1. Start with looking in the mirror. Embrace these words from the poet Rumi: “Yesterday I was clever, so I wanted to change the world. Today I am wise, so I am changing myself.”
2. Don’t just fight racism at special events. Make it an everyday effort to notice, unpack, confront, and disrupt it every day, everywhere. Speak up when you hear racist language, whether it is subtle or overt.
3. Become more aware of your own biases and how they shape your perceptions and interactions with others.
4. Take responsibility for your own learning. Don’t turn people of color into your unpaid tutors.
5. Listen to the marginalized. Hear what they are telling you. Respect their perspective even if you don’t yet understand them.
6. Show the courage to have difficult, uncomfortable, painful conversations.
7. Take risks as you speak your truths. Overcome your fear of making mistakes. Make them, apologize, learn—and then teach others.
8. Form diverse coalitions to dismantle unjust systems.
9. Elevate traditionally marginalized voices in decision-making within the organizations that you are a part of.
10. Provide financial support to organizations doing vital work to eliminate racial disparities.

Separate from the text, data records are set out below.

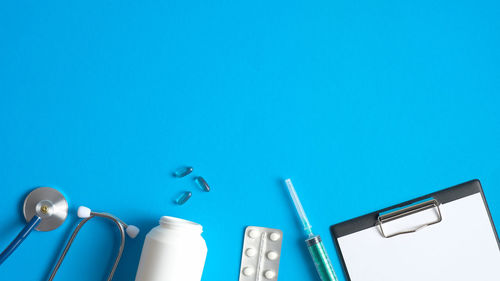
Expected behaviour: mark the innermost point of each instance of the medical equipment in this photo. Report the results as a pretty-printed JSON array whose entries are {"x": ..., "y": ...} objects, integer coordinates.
[
  {"x": 44, "y": 209},
  {"x": 261, "y": 254},
  {"x": 86, "y": 214},
  {"x": 202, "y": 183},
  {"x": 182, "y": 172},
  {"x": 183, "y": 198},
  {"x": 314, "y": 243},
  {"x": 173, "y": 251}
]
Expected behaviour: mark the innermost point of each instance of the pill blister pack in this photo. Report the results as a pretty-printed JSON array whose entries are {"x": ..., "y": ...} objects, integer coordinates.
[{"x": 261, "y": 254}]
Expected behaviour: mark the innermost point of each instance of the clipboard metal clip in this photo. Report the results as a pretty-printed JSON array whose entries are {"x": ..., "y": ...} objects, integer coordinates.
[{"x": 406, "y": 211}]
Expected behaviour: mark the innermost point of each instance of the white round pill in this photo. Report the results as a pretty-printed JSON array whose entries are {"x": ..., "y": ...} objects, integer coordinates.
[
  {"x": 247, "y": 271},
  {"x": 272, "y": 255},
  {"x": 250, "y": 252},
  {"x": 269, "y": 274},
  {"x": 274, "y": 236},
  {"x": 253, "y": 233}
]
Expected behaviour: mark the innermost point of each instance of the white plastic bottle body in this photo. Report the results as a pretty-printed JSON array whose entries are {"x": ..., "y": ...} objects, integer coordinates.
[{"x": 173, "y": 251}]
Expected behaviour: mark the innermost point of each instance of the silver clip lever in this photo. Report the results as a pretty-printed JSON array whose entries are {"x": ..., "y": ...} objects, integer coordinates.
[{"x": 406, "y": 211}]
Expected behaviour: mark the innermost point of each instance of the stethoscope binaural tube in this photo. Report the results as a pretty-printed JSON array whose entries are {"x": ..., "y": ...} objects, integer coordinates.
[
  {"x": 44, "y": 209},
  {"x": 87, "y": 214}
]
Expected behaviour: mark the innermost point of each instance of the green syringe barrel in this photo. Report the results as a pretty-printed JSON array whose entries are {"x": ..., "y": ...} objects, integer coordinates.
[{"x": 321, "y": 259}]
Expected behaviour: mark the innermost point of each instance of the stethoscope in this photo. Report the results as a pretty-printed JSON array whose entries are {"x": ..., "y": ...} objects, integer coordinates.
[{"x": 46, "y": 209}]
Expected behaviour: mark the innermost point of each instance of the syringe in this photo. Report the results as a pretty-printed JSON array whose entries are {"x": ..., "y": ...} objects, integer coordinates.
[{"x": 314, "y": 243}]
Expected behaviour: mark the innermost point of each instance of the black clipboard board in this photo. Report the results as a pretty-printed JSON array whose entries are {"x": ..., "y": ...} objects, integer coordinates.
[{"x": 430, "y": 201}]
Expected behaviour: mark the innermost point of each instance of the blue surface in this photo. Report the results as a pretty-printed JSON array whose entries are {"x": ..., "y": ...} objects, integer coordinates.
[{"x": 363, "y": 104}]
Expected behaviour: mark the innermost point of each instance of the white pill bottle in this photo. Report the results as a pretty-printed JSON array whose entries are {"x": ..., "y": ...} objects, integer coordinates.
[{"x": 173, "y": 251}]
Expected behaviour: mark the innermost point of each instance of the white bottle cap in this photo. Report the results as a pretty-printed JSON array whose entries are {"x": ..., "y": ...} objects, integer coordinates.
[{"x": 132, "y": 231}]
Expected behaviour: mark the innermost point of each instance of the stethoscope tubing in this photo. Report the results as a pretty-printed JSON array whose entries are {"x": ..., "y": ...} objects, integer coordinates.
[
  {"x": 121, "y": 226},
  {"x": 30, "y": 226}
]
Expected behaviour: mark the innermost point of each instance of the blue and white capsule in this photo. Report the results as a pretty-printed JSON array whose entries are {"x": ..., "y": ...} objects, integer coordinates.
[
  {"x": 183, "y": 198},
  {"x": 202, "y": 183}
]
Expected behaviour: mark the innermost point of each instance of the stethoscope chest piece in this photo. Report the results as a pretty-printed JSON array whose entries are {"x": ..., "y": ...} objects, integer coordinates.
[{"x": 47, "y": 203}]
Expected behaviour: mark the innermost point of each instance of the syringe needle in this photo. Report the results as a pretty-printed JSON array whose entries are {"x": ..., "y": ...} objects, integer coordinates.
[{"x": 298, "y": 207}]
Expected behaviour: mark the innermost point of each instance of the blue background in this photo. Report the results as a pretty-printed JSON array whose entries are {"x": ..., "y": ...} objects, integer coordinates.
[{"x": 364, "y": 104}]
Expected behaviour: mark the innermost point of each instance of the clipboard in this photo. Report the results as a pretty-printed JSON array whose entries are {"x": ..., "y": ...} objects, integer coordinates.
[{"x": 446, "y": 235}]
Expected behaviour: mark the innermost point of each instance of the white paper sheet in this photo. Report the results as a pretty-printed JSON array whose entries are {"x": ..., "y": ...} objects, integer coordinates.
[{"x": 462, "y": 247}]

11. Take stock of your own privileges. Notice any that disadvantage others, directly or indirectly. Ask yourself: Am I willing to give up any of my privileges to create a more just society?
12. Bottom line, get out of the comfort of your existing bubbles and open your heart to cultivating meaningful relationships across racial differences. As my favorite sign at the recent march put it, “Love black people as much as you love black culture.”
When I was a toddler, some of the first words I learned to read were those affixed to a red stool I used to reach the sink. The message contained 10 simple words: “Sit down to be small; stand up to be tall.”
As white people, we have been sedentary for too long. We’ve been small. If we truly want a more just, inclusive, equitable, and safe world, it is time to shoulder our responsibility in this fight against systemic inequities.
It is time that we step up, and stand up, to meet the magnitude of this challenge.